Here’s an email from a ‘stro (who’s a regular reader, and who reports that others are as well, but has to remain anonymous for what I hope are obvious reasons), on my NRO piece:
…great article in the Nat’l Review online. Agreed with most of it, but it was almost too rational — the public and especially the folks in this Agency have an emotional attachment to the Corps that defies, in my direct experience, all rationality. One of the big advantages the emergents have is that their test pilots will be seen as test pilots, not some sort of symbol for what is great about America. Hence, they are more comfortable taking appropriate risks than this agency can be.
This is actually a very interesting topic — think some sociology student will get a Ph.D. dissertation out of it someday.

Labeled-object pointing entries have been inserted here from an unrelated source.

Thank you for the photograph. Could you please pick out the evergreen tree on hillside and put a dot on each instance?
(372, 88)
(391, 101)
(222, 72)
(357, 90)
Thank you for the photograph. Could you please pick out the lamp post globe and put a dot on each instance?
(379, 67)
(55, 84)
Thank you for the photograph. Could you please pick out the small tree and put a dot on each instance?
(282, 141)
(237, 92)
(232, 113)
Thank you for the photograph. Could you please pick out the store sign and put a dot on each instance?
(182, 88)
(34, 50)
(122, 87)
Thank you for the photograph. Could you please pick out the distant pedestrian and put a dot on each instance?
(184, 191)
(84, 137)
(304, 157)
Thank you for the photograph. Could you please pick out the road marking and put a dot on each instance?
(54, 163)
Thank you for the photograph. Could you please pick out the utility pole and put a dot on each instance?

It’s interesting because it’s also frustrating to us astronauts — we’re more comfortable with the risks & the results of the failures than people who don’t even know the folks involved.
Yes.
Here’s an example of the emotional attachment, from right after Columbia was lost (scroll down to the email from Houston).
I would also note (sadly) how many of my off-the-cuff predictions, including programmatic response, from the initial minutes after hearing about the loss of Columbia have held up.

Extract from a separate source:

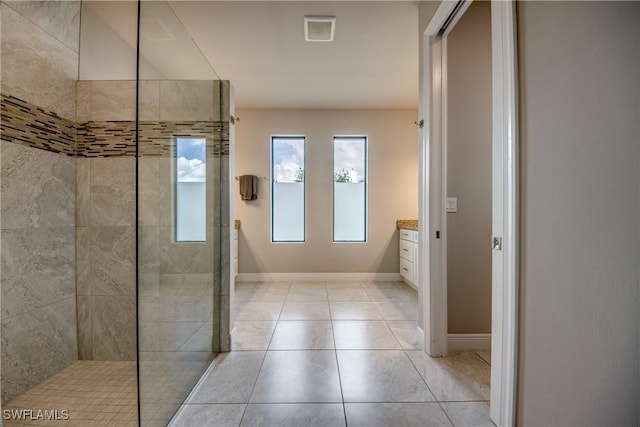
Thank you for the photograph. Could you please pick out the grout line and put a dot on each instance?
(335, 352)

[Update a little while later]
I’ll note also that NASA hasn’t learned the lesson from Columbia:
The lesson we must take from the most recent shuttle disaster is that we can no longer rely on a single vehicle for our access to the new frontier, and that we must start to build the needed orbital infrastructure in low earth orbit, and farther out, to the moon, so that, in the words of the late Congressman George Brown, “greater metropolitan earth” is no longer a wilderness in which a technical failure means death or destruction.

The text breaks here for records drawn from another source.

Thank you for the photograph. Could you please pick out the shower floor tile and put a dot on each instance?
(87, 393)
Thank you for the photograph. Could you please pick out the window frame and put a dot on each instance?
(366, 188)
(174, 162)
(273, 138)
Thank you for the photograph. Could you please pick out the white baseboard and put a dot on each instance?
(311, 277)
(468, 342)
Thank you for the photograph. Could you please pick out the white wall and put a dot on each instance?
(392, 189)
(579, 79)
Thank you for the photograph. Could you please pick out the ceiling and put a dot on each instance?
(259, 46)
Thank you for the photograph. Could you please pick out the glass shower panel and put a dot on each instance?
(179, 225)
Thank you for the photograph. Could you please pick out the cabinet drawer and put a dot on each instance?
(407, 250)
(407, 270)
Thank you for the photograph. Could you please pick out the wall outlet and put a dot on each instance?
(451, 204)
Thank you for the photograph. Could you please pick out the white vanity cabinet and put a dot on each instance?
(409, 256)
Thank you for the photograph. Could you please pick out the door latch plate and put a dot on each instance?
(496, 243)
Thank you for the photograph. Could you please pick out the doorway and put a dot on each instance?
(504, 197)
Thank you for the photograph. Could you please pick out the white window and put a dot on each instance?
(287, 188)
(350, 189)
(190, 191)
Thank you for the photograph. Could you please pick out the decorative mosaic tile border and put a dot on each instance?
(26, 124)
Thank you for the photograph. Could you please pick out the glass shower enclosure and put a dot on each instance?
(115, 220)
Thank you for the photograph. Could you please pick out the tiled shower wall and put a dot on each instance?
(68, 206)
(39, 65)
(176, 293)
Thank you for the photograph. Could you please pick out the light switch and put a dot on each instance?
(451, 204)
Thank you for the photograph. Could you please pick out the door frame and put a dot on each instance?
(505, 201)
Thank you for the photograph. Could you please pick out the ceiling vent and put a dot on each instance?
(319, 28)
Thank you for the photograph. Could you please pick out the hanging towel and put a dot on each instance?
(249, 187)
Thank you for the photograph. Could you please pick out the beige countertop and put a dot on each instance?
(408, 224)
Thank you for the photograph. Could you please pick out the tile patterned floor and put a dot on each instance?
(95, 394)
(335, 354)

NASA’s problem hasn’t been too much vision, even for near-earth activities, but much too little. But it’s a job not just for NASA–to create that infrastructure, we will have to set new policies in place that harness private enterprise, just as we did with the railroads in the 19th Century. That is the policy challenge that will come out of the latest setback–to begin to tame the harsh wilderness only two hundred miles above our heads.
I need to finish (errr…..start) my essay on false lessons learned from Shuttle and station.
[Update at 3 PM EDT]
It just occurs to me that, while I don’t know if any sociology students have gotten theses out of it, Tom Wolfe managed to get a best-selling novel, as well as a movie.
[Update at 5 PM EDT]
Popular Mechanics has a blog post on probability of success of Shuttle and other space missions.
One nit (based on a quick read). They’re comparing the probability of lunar mission success to Shuttle probability of crew loss. Apples and oranges. Apollo lost no crew in space (which excludes the pad fire).